Da geschah es später, daß ein Kaufmann mit zwei Frachtwagen voll Waren auf dem Wege gefahren kam, der beim Landwirte vorbei führte, und gerade vor dem Hause des Wirtes starb des Kaufmanns Fuhrknecht, den er in die Stube des Wirtes brachte und dann bestattete. Da forderte der Kaufmann den Wirt auf, er solle ihm den zweiten Frachtwagen fahren, weil er keinen Fuhrknecht habe, und bot ihm fünfzig Thaler für die Woche und die ganze Zehrung. Da sagte er zu seiner Frau ›Ich werde fahren.‹ Sie sagte »Fahr nur und verdien dir etwas.« So fuhren sie denn weg, der Kaufmann auf einem, der Landwirt auf dem andern Frachtwagen. Sie kamen an jene zwei Wege und der Kaufmann fragte, wohin zu fahren sei. Der Landwirt sagte ›Wir wollen den Weg für morgen fahren, denn das ist der beßere.‹ Der Kaufmann will aber den Weg für heute1 fahren; der Landwirt aber sagte ›Und gäbest du mir hundert Thaler, so führe ich doch nicht den Weg, auf dem du fahren willst.‹ So fuhr denn jeder einen andern Weg. Der Landwirt, der den beßern Weg gewählt hatte, war schon Mittags in der Schenke, jener aber brach auf dem Wege für heute ein und litt da manchen Schaden, und während er sich abplagte und im Sumpfe waten muste, ward es Abend, ehe er die Schenke erreichte.

In der Schenke war eine junge Frau und ein alter Mann. Der Kaufmann wollte da über Nacht bleiben, aber der Landwirt gedachte jenes Wortes und wollte da nicht bleiben und hätte ihm jemand auch hundert Thaler geboten. Der Kaufmann aber blieb da. Der Schenker gieng ins Dorf, und während seiner Abwesenheit empfieng die junge Frau den Besuch ihres Liebhabers, eines jungen Herrchens, dergleichen es wol zu geben pflegt. Der Wirt traf bei seiner Rückkehr noch diesen Menschen, ergriff ein Meßer, stach ihn todt und nahm dann die Leiche und legte sie, während der Kaufmann schlief, auf dessen Wagen. Der Kaufmann stund früh auf und gieng sich zur Reise zu rüsten, und da fand er, daß man ihm einen todten Menschen auf seine Ware gelegt habe. Das ganze Dorf vernahm das Ereignis; man lief zusammen, ergriff den Kaufmann und sagte ›Du hast das gethan; er wird wol gekommen sein, um dir von deinen Waaren zu stehlen, und da hast du ihn erstochen.‹ So sehr er auch sich wehrte, so ward ihm das doch nicht geglaubt, man brachte ihn ins Gefängnis und seinen Wagen sammt Waren und Pferden verkaufte man wegen des Menschen, und er war doch ganz unschuldig.

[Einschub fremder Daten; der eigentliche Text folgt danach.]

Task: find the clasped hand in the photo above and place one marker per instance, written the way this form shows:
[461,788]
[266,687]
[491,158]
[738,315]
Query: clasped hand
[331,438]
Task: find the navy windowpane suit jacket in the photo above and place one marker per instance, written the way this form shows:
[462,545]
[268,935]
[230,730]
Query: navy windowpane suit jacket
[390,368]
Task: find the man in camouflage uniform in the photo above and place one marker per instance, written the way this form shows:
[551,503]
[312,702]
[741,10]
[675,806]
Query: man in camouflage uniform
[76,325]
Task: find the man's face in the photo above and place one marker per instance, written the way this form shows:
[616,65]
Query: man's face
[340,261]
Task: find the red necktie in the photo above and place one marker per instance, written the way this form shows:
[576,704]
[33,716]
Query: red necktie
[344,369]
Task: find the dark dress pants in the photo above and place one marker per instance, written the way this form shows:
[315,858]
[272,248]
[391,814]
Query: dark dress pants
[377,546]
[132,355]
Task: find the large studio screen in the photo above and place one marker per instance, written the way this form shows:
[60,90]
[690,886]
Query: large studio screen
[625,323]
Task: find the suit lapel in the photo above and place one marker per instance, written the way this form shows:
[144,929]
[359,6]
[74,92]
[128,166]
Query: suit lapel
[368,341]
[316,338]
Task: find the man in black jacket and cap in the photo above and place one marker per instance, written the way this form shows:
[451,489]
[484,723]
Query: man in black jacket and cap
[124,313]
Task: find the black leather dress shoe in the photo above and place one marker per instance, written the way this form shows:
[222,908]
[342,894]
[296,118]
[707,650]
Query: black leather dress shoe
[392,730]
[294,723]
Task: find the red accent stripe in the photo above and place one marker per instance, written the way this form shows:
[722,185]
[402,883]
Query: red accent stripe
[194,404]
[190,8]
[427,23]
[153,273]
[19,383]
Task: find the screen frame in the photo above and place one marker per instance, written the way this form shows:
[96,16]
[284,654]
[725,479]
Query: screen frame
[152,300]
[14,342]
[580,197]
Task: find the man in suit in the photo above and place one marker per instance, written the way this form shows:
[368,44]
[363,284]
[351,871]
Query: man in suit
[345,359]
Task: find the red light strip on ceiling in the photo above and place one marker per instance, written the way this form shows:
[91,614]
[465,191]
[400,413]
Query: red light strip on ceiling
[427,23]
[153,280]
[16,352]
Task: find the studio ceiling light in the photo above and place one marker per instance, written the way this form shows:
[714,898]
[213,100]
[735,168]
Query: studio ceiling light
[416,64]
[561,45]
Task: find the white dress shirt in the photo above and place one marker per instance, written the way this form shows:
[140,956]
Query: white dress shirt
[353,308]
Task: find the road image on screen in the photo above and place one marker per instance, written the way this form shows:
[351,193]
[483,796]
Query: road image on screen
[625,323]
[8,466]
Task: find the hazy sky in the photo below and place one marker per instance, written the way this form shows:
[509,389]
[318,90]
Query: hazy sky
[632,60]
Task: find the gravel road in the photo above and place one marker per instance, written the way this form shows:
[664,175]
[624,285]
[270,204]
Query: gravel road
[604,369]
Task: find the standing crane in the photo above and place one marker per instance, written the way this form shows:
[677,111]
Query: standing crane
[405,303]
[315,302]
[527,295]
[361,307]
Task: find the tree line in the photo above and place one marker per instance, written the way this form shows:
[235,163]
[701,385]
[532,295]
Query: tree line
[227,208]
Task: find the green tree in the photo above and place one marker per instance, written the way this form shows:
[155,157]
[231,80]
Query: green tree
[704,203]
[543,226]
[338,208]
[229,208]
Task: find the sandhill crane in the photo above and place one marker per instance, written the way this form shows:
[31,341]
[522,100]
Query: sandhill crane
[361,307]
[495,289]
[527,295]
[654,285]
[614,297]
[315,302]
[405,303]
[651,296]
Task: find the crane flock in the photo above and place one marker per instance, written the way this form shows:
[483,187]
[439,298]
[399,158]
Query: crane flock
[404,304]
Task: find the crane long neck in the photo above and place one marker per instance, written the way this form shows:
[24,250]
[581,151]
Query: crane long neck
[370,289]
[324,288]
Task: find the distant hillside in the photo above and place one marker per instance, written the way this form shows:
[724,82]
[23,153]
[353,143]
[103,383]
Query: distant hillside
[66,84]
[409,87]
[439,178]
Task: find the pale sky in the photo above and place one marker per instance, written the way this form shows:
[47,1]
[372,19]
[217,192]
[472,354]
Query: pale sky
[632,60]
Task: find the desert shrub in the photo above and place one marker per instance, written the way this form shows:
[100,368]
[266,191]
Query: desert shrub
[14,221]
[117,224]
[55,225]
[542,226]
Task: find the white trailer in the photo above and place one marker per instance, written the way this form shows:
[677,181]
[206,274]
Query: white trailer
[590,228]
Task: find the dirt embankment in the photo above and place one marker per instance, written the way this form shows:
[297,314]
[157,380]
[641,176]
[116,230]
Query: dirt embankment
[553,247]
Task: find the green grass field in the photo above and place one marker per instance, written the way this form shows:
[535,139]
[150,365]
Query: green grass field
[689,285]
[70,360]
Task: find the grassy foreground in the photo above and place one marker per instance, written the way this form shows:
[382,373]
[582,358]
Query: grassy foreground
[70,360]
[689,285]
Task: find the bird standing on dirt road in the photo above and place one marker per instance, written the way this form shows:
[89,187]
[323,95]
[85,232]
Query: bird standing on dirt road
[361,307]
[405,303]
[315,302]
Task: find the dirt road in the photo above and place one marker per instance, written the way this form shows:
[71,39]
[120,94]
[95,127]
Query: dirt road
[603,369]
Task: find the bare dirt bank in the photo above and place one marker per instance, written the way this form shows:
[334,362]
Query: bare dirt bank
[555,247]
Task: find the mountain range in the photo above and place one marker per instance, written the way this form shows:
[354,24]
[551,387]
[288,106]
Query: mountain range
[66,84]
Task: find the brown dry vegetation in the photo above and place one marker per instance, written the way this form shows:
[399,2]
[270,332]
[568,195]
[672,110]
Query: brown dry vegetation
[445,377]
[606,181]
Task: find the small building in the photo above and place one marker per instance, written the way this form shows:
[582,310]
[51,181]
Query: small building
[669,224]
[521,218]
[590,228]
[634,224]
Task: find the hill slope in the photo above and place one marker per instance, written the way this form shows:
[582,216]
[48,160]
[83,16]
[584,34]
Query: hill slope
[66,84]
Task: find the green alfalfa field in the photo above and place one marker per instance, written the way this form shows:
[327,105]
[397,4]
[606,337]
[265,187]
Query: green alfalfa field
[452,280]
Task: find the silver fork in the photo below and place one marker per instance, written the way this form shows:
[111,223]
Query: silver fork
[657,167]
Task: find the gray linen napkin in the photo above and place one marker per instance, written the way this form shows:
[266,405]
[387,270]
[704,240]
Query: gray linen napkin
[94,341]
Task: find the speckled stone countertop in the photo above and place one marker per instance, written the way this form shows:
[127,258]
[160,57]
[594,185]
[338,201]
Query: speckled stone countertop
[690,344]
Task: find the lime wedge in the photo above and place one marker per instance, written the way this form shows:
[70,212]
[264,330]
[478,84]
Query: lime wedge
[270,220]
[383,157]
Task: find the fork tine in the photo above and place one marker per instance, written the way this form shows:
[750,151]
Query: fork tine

Als der Landwirt, der weiter gefahren war, hörte daß man den Kaufmann ins Gefängnis gebracht und ihm alles weggenommen habe, da kehrte er mit dem Frachtwagen voll Waren in seine Heimat zurück. Als er nach Hause gekommen, gieng er in die Stube und da fand er seinen Sohn, der vom Dienste als Soldat heim gekommen war und mit seiner Mutter plauderte, er aber erkannte ihn nicht gleich wieder und meinte, daß ein Liebhaber bei seiner Frau sei, ergriff ein Meßer und wollte schon auf den Fremden los springen und ihn erstechen, da aber bedachte er sich: ›Halt!‹ ich habe für das Wort ›Laß die Hälfte deines Zorns auf morgen‹ hundert Thaler gegeben und er zog sich sogleich zurück. Er legte sich also zu Bette ohne den Menschen erstochen zu haben, und am andern Morgen als er aufstund, erkannte er in jenem Menschen seinen Sohn. Da sagte er zu seiner Frau ›Habe ich nun jene Worte zu theuer bezahlt? Hör zu, ich will dir erzählen was geschehen ist.‹ Da erzählte er ihr seine ganze Reise. Die Frau freute sich, daß es sich so getroffen habe, und er behielt den ganzen Wagen mit Waren und lebte nachher in Freude und Frieden.





Fußnoten

1 Wahrscheinlich so zu verstehen: für heute wol, aber weil er zu schlecht ist, wird für morgen der andre gewählt.